Communication is key, as ever, and research by Korhonen and colleagues recognises the importance of a patients’ self-rating of their health to pick up disease that is otherwise missed in screening processes. We also publish a systematic review looking at screening for cardiometabolic risk in primary care (Koekkoek et al), and research on the prevalence and cost of treating uncomplicated stage 1 hypertension (McManus et al). Research showing the marked variation in cardiovascular risk prediction tools exposes the need for doctors and patients to have these discussions. Julia Langan Martin and colleagues present evidence of how physical health indicators are not being recorded in major mental illness.
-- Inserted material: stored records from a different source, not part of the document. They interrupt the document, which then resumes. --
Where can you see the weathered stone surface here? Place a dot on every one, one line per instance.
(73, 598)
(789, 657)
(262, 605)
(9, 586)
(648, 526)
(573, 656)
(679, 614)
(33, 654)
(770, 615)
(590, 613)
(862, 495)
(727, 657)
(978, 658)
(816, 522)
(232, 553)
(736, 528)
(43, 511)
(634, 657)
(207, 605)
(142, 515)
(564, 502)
Baby boomers may wince, but the editorial on the future funding of health and social care in England by Stephen Gillam is a clear-eyed appraisal of the enormous challenges that lie ahead. Lim and colleagues report on delays in diagnosis in symptomatic cervical cancer (not to be confused with screening) and the accompanying editorial by Fiona Walter et al teases out practical measures practices can adopt.
Elsewhere in the BJGP we cover sight-threatening diabetic disease (Symes et al), use of non-contact infrared thermometers (Wang et al), and we have a Research into Practice article on the management of atrial fibrillation (Fitzmaurice and Hobbs). The importance of clinical intuition has been shown in areas such as serious childhood illness,2 but doctors may have a blind spot when it comes to alcohol. Research in the BJGP this month (Saeys and Cammu) suggests that doctors smoke less but, in line with the old saw, drink more than their patients. Our relationship with alcohol is complex but this fits with evidence showing GPs are poor at picking up problem alcohol drinking unless it lurches into full-blown dependence.3 Moscrop and MacPherson present the case, in a Debate & Analysis article, that if we are really going to address health inequities we should consider recording patients’ incomes. It is, as they acknowledge themselves, an uncomfortable proposal but one with huge potential.
Finally, you will notice that further improvements to the BJGP website have now been rolled out. You’ll find all our content — from the current issue to the first publication in 1953 — is now easier to access on desktops and mobile devices, with new mechanisms to comment and engage in debate.